Perjuangan Agnes, sejak Usia 13 Tahun Berdamai dengan Diabetes
”Saya bertahan karena banyak orang yang sayang saya, Tuhan sayang saya. Saya masih punya masa depan, saya yakin ini tidak akan selamanya, dan saya bisa bahagia,” kata Agnes.
Oleh
Stephanus Aranditio
·5 menit baca
STEPHANUS ARANDITIO
Agnes Elisa Adiningrum, anak remaja 16 tahun pengidap diabetes melitus tipe 1, saat ditemui di Rumah Sakit Anak dan Bunda Harapan Kita, Jakarta, Kamis (16/3/2023). Dia didiagnosis dokter mengidap diabetes sejak usia 13 tahun atau empat tahun lalu.
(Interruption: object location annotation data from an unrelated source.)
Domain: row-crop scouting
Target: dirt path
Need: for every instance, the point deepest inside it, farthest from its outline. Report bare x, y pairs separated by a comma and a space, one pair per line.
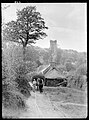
39, 106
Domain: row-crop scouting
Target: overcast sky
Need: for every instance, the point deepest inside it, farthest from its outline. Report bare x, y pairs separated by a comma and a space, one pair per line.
67, 23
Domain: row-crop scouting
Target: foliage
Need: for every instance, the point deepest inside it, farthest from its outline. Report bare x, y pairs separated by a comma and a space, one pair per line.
78, 78
69, 66
27, 28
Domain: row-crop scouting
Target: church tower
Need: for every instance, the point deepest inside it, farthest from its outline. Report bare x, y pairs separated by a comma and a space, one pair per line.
53, 50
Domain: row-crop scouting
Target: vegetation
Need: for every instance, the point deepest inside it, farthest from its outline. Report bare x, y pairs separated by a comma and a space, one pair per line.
18, 59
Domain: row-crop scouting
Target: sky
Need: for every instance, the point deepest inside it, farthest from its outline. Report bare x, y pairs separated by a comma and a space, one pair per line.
67, 23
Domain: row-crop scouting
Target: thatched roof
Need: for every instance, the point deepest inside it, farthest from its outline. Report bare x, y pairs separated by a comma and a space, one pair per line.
53, 73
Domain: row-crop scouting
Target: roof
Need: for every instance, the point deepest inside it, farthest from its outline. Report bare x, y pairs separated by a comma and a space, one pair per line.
51, 72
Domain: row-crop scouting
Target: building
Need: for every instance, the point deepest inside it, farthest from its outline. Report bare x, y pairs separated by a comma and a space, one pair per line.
51, 73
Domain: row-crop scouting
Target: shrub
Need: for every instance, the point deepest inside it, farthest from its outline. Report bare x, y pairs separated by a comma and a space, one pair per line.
23, 85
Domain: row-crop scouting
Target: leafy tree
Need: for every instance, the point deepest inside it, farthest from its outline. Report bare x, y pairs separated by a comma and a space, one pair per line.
28, 28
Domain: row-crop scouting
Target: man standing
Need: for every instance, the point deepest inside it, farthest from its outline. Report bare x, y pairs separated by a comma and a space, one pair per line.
34, 84
41, 85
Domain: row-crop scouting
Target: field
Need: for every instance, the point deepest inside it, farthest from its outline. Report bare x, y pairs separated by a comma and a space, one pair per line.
72, 102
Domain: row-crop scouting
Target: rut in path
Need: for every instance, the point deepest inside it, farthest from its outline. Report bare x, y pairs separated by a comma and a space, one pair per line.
39, 106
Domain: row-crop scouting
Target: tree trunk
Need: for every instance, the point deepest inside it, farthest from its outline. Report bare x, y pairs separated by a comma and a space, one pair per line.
24, 51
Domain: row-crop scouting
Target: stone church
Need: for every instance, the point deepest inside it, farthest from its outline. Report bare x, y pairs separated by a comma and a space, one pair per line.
51, 73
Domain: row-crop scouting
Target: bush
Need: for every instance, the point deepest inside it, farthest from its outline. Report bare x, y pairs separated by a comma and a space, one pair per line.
23, 85
14, 100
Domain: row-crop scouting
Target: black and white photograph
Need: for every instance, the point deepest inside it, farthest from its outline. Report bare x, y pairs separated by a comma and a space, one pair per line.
44, 60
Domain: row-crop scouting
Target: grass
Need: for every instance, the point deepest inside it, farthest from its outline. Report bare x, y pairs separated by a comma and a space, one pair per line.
70, 101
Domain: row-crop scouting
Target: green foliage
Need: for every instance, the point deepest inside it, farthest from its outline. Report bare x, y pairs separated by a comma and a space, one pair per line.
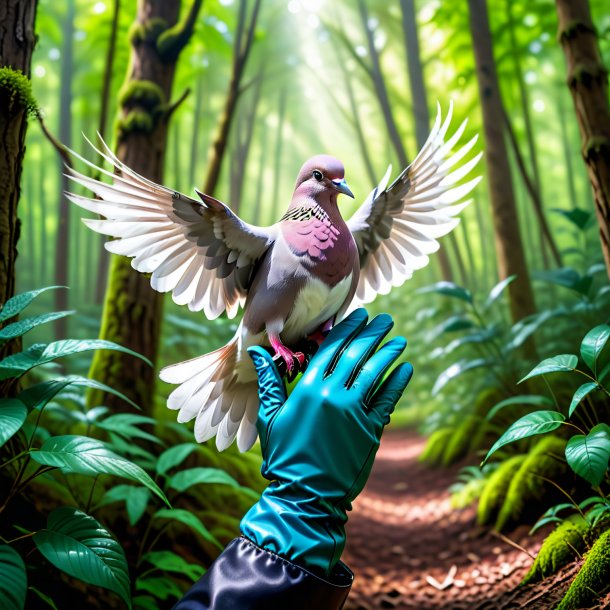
563, 545
143, 93
435, 447
13, 584
77, 544
16, 92
495, 490
592, 578
528, 489
147, 32
114, 531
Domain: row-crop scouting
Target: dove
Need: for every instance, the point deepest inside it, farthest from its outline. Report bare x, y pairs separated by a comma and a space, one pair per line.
293, 279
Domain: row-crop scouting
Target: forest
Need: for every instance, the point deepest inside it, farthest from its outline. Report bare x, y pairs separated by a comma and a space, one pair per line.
491, 488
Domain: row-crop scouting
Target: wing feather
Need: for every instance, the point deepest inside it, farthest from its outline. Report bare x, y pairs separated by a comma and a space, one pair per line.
397, 227
201, 251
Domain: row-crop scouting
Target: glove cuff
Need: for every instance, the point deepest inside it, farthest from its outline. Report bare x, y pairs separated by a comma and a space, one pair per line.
297, 526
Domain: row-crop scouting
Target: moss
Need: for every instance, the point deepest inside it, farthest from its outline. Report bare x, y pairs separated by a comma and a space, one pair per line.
527, 490
16, 92
143, 93
435, 447
148, 32
592, 578
495, 490
563, 545
574, 28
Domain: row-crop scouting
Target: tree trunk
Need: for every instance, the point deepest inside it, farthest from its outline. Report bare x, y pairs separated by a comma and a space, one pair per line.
243, 44
380, 88
17, 40
509, 247
102, 263
132, 309
588, 83
421, 114
62, 245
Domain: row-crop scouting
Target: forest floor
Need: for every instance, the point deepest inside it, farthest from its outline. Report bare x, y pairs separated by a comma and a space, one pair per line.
409, 548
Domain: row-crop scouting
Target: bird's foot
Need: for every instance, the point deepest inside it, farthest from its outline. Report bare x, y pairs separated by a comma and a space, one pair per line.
294, 361
321, 332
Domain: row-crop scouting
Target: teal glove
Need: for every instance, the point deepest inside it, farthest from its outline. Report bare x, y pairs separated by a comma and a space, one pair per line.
318, 445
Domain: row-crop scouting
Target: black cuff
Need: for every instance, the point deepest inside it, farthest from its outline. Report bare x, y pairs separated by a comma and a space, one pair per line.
247, 577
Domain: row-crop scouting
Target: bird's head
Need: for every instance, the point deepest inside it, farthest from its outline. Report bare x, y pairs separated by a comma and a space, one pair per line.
322, 177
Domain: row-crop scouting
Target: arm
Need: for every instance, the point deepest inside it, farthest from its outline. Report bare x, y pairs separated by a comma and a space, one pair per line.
318, 448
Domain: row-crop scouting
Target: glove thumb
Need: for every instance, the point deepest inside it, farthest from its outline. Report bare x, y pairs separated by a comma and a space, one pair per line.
271, 390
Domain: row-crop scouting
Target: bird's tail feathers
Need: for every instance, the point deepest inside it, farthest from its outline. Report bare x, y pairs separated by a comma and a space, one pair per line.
210, 391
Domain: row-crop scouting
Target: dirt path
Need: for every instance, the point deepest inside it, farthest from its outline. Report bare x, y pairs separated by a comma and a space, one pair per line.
403, 530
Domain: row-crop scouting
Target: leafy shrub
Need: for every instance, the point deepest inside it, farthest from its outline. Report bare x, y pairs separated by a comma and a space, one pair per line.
59, 464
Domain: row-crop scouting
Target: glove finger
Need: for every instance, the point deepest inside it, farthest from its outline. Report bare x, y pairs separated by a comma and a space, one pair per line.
333, 346
385, 398
271, 390
362, 346
372, 372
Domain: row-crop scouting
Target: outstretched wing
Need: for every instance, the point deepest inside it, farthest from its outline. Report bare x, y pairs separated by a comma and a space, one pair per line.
200, 251
397, 227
Setiap hari dia bersyukur bisa kembali terbangun dan beraktivitas bersama teman sebayanya. Sebab, setelah melewati permenungan yang panjang, dia mengartikan penyakit yang diidapnya sebagai ujian untuk terus berbuat baik selama hidup. Dia adalah Agnes Elisa Adiningrum, anak remaja 16 tahun yang selama empat tahun terakhir berjuang untuk berdamai dengan diabetes melitus tipe 1.
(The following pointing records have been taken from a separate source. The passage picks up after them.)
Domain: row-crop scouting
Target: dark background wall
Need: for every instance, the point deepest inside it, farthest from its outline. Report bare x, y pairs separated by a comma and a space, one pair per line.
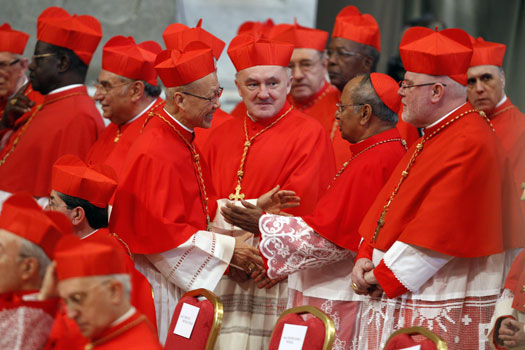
495, 20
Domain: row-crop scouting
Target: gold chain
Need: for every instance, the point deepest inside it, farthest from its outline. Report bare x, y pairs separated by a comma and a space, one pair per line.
26, 124
404, 173
248, 142
119, 132
403, 143
197, 166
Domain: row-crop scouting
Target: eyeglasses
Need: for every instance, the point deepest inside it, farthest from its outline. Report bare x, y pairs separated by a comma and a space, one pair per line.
216, 95
42, 55
106, 87
5, 65
342, 53
403, 84
341, 107
304, 66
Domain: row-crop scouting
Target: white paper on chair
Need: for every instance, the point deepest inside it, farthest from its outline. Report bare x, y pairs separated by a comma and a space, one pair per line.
186, 321
292, 337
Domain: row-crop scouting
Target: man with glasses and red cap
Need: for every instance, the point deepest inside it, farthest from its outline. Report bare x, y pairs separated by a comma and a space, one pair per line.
322, 245
28, 237
442, 233
68, 115
176, 36
486, 92
165, 201
272, 144
127, 91
16, 92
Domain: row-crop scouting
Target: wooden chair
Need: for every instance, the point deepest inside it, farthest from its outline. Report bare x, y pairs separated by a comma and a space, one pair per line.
207, 325
404, 338
319, 335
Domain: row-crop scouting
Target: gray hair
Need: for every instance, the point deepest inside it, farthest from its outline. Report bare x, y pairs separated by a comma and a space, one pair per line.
29, 249
365, 93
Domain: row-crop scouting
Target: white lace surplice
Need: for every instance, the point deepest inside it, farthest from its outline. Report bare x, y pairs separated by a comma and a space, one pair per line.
200, 262
319, 272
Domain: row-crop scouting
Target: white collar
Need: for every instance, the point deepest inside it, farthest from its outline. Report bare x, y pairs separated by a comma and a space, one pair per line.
172, 117
64, 88
124, 317
440, 119
141, 113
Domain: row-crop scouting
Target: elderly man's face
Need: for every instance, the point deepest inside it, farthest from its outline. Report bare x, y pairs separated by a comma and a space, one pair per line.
263, 89
308, 72
203, 101
10, 279
485, 87
347, 113
12, 69
114, 97
89, 303
345, 61
416, 99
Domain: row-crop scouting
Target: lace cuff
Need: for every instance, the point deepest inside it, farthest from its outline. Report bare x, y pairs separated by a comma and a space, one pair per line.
290, 245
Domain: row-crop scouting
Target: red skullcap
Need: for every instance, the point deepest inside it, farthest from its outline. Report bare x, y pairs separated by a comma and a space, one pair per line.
386, 88
362, 28
90, 257
12, 40
433, 52
176, 36
122, 56
22, 216
73, 177
177, 68
247, 50
81, 34
487, 53
299, 36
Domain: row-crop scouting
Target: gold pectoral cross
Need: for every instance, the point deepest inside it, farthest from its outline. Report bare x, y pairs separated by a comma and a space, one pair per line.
237, 195
380, 224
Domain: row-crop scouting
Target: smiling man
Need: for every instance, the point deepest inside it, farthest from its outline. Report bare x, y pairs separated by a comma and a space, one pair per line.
271, 144
127, 91
486, 92
68, 115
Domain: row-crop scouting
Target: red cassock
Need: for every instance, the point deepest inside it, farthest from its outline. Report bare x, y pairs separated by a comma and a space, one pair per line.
202, 135
341, 209
458, 198
66, 122
31, 94
509, 124
115, 141
25, 323
322, 106
158, 203
295, 153
134, 333
66, 335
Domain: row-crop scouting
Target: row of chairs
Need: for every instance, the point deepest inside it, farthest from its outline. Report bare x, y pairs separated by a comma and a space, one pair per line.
202, 312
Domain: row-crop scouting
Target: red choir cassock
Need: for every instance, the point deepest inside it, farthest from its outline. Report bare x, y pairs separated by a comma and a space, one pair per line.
295, 153
339, 212
508, 121
66, 122
122, 56
102, 256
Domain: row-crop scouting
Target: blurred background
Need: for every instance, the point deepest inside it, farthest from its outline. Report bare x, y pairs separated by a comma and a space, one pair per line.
495, 20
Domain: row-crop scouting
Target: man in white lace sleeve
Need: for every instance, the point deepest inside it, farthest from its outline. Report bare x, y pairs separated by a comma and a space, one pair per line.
442, 232
323, 244
165, 200
28, 237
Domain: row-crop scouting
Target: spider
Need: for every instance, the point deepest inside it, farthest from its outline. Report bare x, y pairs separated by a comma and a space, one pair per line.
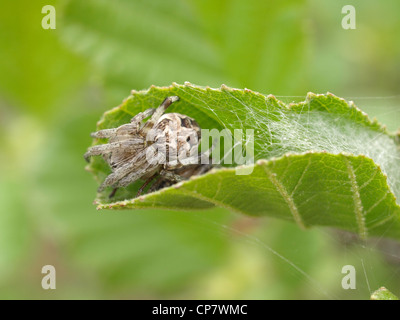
163, 147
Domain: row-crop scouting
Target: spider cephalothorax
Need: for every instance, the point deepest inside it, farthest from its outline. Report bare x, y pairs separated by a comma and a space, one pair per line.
165, 146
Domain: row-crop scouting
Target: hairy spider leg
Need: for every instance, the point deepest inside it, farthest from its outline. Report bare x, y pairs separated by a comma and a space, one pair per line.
144, 185
110, 147
137, 162
133, 125
158, 113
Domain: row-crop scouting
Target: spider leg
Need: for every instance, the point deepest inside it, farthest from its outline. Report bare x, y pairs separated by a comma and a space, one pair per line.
158, 112
105, 133
112, 194
145, 184
134, 125
136, 120
130, 168
110, 147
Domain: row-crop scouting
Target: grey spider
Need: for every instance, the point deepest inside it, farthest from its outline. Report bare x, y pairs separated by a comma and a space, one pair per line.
163, 147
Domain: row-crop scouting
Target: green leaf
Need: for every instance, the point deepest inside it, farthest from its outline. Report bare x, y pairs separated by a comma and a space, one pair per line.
321, 162
383, 294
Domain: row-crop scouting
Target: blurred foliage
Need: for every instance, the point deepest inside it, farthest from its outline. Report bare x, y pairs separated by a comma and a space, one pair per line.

Sekilas Agnes dengan potongan rambut pixie-nya tidak tampak seperti orang sakit. Cara berdirinya tegap, langkah kakinya mantap, dan gaya berbicaranya lugas. Menjelang makan siang di Rumah Sakit Anak dan Bunda Harapan Kita, Jakarta, Kamis (16/3/2023), dia membuka bagian bawah jaketnya lalu menyuntik pena insulin ke perut dengan tangannya sendiri. Setelah 30 menit, Agnes melakukan pemeriksaan gula darah.
Jarum suntik sudah tidak asing lagi bagi Agnes, dalam sehari dia juga menjalani tes gula darah 4-10 kali. Rutinitas itu menyisakan beberapa bekas luka kecil di jemari dan perutnya. Setiap kali tes dia berharap glukometer menunjukkan angka terkontrol di bawah 100 miligram (mg) per desiliter (dl).
”Puji Tuhan hari ini masih terkontrol, tinggal makan siang, pulang dan istirahat,” kata Agnes sambil memegang tisu alkohol yang menutupi bekas luka di jarinya.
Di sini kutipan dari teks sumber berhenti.